His bark is slightly cracked to fissured, brown, slash pinky-brown, with dark brown outerbark. Stems are reddish to blackish purple, more or less glabrous or puberulous. Thorns are mostly straight, up to 5-10cm long, and the others are more or less curved, reaching 0.5cm long, set pairs in the leaf axil, white.
Leaves are alternate, bipinnate, up to 2.5-4.5 cm long, with 2-10 pairs of pinnae and 6-20 pairs of leaflets per pinna. Leaflets are oblong, glabrous or more or less pubescent, 3-4mm long and 0.5-1mm across. Petioles are 2-4 cm long, often with a crateriform gland above before the first pair of pinnae and sometimes others.
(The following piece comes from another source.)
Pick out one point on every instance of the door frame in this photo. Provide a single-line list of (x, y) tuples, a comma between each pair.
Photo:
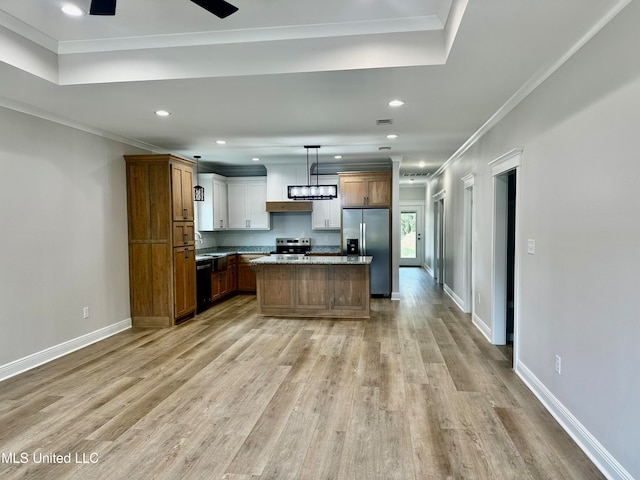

The flowering happened in the rainy season after the first leaves appear. The inflorescence is a fascicle, set in the leaf axil, composed of 1-6 glomerules, about 2.5cm long, whitish, pedunculate, 0.5-1cm in diameter. Fruits are pods more or less coiled into a spiral, 7-12cm long and 0.5-0.7cm across, pale green to yellowish when ripe, containing up to 10 seeds. Seeds are brown, more or less convex, elliptic or round, 4-7mm in diameter (Arbonnier, 2004).